Başbakanın Dudakları Okunacak

MHP Genel Başkanı dudak okuma yöntemiyle çözdüklerini iddia ettikleri ‘küfür skandalı’ için ilk kez konuştu..

MHP Genel Başkanı Devlet Bahçeli, Başbakan Erdoğan’ın, ‘dudak okuma’ ile ilgili sözlerine “Hayatında hiç küfür etmediğini, küfür etmeyi sevmediğini ve böyle bir seviyeye düşmeyeceğini söyleyen Sayın Başbakan’ın, devletin tüm yetkilerini kullanarak, dudak okuma uzmanlarından bir heyet oluşturarak, ’ben orada acaba ağzımdan neleri kaçırdım, hangi ruh halinde neleri söyledim’ diye bir inceleme yapmasında yarar vardır” karşılığını verdi.
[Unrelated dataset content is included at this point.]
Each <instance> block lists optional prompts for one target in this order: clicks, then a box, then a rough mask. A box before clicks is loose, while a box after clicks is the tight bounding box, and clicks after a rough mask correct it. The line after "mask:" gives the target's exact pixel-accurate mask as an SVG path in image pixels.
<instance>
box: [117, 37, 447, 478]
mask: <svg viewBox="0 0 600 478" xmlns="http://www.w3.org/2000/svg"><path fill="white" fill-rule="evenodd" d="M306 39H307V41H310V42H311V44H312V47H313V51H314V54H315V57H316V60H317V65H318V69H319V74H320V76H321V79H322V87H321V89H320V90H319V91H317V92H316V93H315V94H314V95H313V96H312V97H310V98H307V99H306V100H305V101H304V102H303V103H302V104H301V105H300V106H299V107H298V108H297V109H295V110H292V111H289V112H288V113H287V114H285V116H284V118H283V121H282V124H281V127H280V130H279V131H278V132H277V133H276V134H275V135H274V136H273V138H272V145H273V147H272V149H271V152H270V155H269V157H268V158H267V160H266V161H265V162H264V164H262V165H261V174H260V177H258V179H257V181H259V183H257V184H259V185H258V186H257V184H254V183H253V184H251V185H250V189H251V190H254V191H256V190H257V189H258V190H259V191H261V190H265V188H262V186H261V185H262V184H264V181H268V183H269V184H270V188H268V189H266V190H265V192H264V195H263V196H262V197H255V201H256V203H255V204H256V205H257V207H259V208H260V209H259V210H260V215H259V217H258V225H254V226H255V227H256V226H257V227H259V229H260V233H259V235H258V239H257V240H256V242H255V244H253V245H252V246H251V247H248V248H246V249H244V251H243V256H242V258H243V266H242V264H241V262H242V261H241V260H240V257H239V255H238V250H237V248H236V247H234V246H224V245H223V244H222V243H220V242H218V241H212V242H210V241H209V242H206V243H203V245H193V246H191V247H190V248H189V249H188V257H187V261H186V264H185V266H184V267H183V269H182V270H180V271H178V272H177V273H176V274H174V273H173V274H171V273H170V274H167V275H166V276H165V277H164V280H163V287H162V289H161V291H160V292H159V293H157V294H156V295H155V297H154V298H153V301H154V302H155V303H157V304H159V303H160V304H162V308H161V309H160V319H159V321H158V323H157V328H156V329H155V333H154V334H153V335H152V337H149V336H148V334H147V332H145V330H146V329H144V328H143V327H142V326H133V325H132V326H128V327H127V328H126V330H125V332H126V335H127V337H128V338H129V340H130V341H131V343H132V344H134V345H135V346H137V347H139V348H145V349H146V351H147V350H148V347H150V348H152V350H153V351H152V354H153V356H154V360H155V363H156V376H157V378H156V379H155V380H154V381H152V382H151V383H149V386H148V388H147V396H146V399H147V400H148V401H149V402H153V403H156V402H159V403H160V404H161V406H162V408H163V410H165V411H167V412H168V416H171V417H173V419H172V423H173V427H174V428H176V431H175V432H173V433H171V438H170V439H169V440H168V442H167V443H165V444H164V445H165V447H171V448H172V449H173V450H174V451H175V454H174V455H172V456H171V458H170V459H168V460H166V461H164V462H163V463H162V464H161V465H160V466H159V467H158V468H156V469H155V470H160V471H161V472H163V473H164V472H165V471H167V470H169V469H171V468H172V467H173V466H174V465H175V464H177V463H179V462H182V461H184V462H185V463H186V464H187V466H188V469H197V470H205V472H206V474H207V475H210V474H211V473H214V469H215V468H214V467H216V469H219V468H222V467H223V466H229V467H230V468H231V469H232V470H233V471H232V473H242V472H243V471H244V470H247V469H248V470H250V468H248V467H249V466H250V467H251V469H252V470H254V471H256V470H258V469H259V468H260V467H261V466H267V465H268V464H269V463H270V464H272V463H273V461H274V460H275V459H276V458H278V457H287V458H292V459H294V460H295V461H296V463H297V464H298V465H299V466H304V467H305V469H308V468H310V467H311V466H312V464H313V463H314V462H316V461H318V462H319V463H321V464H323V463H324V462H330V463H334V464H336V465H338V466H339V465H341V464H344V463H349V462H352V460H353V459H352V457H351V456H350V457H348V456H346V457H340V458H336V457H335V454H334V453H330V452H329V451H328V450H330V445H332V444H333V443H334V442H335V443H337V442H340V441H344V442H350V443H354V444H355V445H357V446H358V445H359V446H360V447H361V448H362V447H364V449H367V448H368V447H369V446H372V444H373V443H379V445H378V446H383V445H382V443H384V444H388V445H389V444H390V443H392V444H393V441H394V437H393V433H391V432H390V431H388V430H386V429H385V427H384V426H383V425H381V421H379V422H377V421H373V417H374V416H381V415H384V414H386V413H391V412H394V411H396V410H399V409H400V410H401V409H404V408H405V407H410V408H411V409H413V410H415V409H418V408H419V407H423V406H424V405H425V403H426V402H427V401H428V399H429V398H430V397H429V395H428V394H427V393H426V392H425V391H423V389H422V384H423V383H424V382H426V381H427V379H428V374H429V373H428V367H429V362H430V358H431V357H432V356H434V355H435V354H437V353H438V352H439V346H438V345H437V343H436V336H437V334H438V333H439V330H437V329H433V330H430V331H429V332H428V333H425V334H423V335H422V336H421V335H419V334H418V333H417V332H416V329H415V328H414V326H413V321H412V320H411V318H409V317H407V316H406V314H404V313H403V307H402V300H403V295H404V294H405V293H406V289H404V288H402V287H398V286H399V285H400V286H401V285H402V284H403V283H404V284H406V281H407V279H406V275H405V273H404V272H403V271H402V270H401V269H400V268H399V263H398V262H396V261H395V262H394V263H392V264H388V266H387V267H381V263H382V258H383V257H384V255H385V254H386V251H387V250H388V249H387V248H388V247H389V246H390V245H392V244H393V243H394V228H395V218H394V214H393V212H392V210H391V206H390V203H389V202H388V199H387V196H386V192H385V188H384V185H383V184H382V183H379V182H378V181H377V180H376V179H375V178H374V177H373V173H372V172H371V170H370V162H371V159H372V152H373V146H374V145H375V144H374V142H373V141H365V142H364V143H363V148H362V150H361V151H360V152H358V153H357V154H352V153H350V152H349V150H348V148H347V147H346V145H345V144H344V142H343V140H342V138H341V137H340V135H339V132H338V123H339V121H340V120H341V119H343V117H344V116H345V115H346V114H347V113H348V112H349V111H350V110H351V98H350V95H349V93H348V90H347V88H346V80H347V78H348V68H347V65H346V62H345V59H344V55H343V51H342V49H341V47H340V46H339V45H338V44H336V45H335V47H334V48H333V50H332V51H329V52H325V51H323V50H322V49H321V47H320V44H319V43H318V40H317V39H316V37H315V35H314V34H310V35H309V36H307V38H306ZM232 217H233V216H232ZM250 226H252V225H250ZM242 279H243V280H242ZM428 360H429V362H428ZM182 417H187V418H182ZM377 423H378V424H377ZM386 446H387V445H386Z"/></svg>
Bahçeli, “Sayın Başbakanın elimizden kaçması mümkün değil” diye konuştu. Bahçeli Başbakan’ın söyledikleri içinde tek doğru cümlenin ‘Bahçeli ve ekibi niyet okumada oldukça kabiliyetliler’ şeklindeki ifadesinin olduğunu belirterek “Gerçekten bu cümle doğrudur. MHP kimin hangi niyette olduğunu yüksek önsezisiyle fark ediyor ve milleti de bu manada uyarıyor”dedi

MHP Genel Başkanı Devlet Bahçeli, parti genel merkezindeki bayramlaşma töreninin ardından gazetecilerin gündeme ilişkin sorularını yanıtladı. Başbakan Erdoğan’ın, ‘dudak okuma’ ile ilgili dün söylediği sözlerinin hatırlatılması ve olayla ilgili ne zaman dava açacağının sorulması üzerine Bahçeli şöyle konuştu: “Sayın Başbakan, her bayramda, her cuma çıkışında o günün manasıyla çelişen, iftiralar yüklü, yalanlarla dolu açıklamalarda bulunmaktadır. Bu cuma günü bayramın da birinci günü olduğu bir dönemde yine bazı açıklamalarda bulunmuştur. Bunlardan tek bir cümle doğrudur, o da ’Bahçeli ve ekibi niyet okumada oldukça kabiliyetliler’ cümlesidir. Gerçekten bu cümle doğrudur. MHP kimin hangi niyette olduğunu yüksek önsezisiyle fark ediyor ve milleti de bu manada uyarıyor. Sayın Başbakan’ın niyetinin ne olduğu çok açıktır, Türkiye’yi 36’ya bölmektir, alt kimliklerle bir etnik çatışmayı sürdürmektir. Partisi artık AK Parti olmaktan çıkmıştır, artık partisi bölen bir parti haline gelmiştir. Burası doğrudur ancak hayatında hiç küfür etmediğini, küfür etmeyi sevmediğini ve böyle bir seviyeye düşmeyeceğini de söyleyen Sayın Başbakan’ın, devletin tüm yetkilerini kullanarak, dudak okuma uzmanlarından bir heyet oluşturarak, ’ben orada acaba ağzımdan neleri kaçırdım, hangi ruh halinde neleri söyledim’ diye bir inceleme yapmasında yarar vardır.”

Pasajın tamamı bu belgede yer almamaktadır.